How did you first get involved with synths and electronic sound?
I was working with music/sound from my late teens but got serious about creating and performing in my early 20’s. My approach was very analogue, working mostly with objects, turntables, internal mixer feedback, contact microphones and acoustic sounds. I didn’t work with synths early on, but occasionally I would get a chance to tinker around with old keyboards and other gear that friends had. Over the years I’ve had more opportunities to work with classic synths while working in certain studios and about 7 years ago Oren Ambarchi & I got invited to work at EMS in Stockholm for a 2-week residency. This was my first opportunity to spend some time with the Buchla and Serge synthesizers. I enjoyed the tactility and sound nature of the Buchla. The possibilities of sound were immense but I didn’t really feel a natural kinship with working in this way. We ended up using them more as processors for recorded or live sounds that we were making rather than sound generators themselves.

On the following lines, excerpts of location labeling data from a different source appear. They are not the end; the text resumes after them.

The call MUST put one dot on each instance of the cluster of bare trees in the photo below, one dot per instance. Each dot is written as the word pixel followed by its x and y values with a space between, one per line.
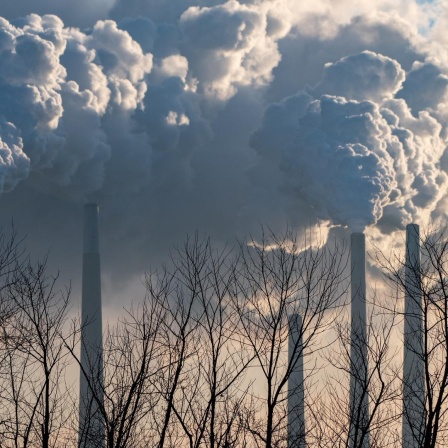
pixel 203 360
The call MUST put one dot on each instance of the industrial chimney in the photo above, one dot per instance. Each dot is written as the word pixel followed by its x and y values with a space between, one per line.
pixel 296 395
pixel 359 399
pixel 413 367
pixel 91 426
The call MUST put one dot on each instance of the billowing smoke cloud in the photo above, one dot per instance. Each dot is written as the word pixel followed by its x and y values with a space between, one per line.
pixel 218 115
pixel 14 164
pixel 355 149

At the end of 2019 I worked at MESS for the first time with my collaborator James Rushford, while working on our album Sylva Sylvarum (our project name is Ora Clementi). I started exploring other synthesizers and keyboards at MESS that were a little more ‘user friendly’, such as the Korg PS-3200 and the Mellotron. I realized how many other wonderful tools were on site, and what a rare opportunity it was to access and work with them! This made me want to work here again as soon as I could.
How would you describe the sounds you make today?
My work is very much about texture, imperfection and the ambiguity of sound. I use acoustic sounds, close mic’ing, field-recording, my body/voice, electronics and traditional instruments. Whatever is needed for a project/piece.
Where do you find inspiration, what motivates you?
I find inspiration from nature and the not so natural urban sounds around me. I often incorporate sounds that exist in my home, neighborhood, places I visit etc. I like the surprises in these sounds – the unexpected behavior and patterns that emerge, especially within insect, bird and amphibian worlds, but even in plumbing, electrical hums and other sounds that we often tune out. I like the flawed and irregular nature of these types of sounds and it influences the way that I compose. I like to think of these things or use these sounds directly in a way that might bring a familiarity into a piece, but alters it, or weaves it with other sounds in a way that allows it to become something else.
I’m also very influenced by personal memories and the surreal way that sound can affect us during different stages of engagement or consciousness. I’m motivated to listen and to create work that lures the audience/listener into the work and opens their ears up to hearing things differently. I hope that they will enter the work themselves and have their own unique experience of it.
What’s been one of the most rewarding or satisfying moments of your journey so far?
When I can feel that my artistic intentions are translating to listeners.
I am also so grateful to be part of such an incredible community of artists spread all over the world. To have become friends and collaborators with artists whose work has been so important/formative to me and to have regular exchange and inspiration from artists in my field is something I really treasure. As someone who always dreamt of travelling when I was young, It’s also an incredible gift to have the opportunity to travel to share my work all over the world.
And the most challenging?
Starting something new… !
It’s exciting but it’s always daunting. Where to begin? How will the piece manifest… where will it come from? with what? etc. The unknown is always a little overwhelming, but also exciting.
Also, to be honest, survival(!).
Do you have a current ‘go to’ set up at MESS? Any favourite machines or combos that you’re currently digging?
I’ve been trying something different each time that I come into MESS, but i have gone back to spend more time with a few instruments in particular. Very much not a synthesizer instrument – the Rhodes – is one I can’t seem to get enough of. I’ve always loved its sound and it’s been a pleasure to play with it. I’ve also used the Prophet VS a few times as it’s a lot of fun. A combination of nostalgia and just wonderfully diverse and wacky sounds to play with. In my solo work I don’t use a lot of melodic elements but in my duos with James & Oren it can go more in this territory sometimes which opens up more possibilities for these instruments.
Some of the drum machines and small synth pedals have been great to construct textural sounds as well.
Are there any machines in the MESS collection you’ve had your eye on but haven’t tried yet?
I was really looking forward to working with the Fairlight when we were here, but it’s unfortunately out for the summer. No idea what we would have done with it, but we’re big fans of many artists who worked with it when it first came on the scene so it would have been great to try out. Next time!
If you could give yourself one piece of advice when you first started what would it be?
“Don’t get too caught up in self-analysis & put yourself out there more”.
I have been an avid music listener and collector for years and was already very knowledgeable about experimental music before I started working with sound seriously. I worked in shops, did radio shows and was quite obsessive about music, but when it came to performing and recording my work I was quite inhibited for the first several years. I always felt strong in my artistic ideas, but I would shoot myself in the foot a lot when it came to putting myself out there all the time.
In the end it’s all part of your practice though, there’s no rush, it was just my process.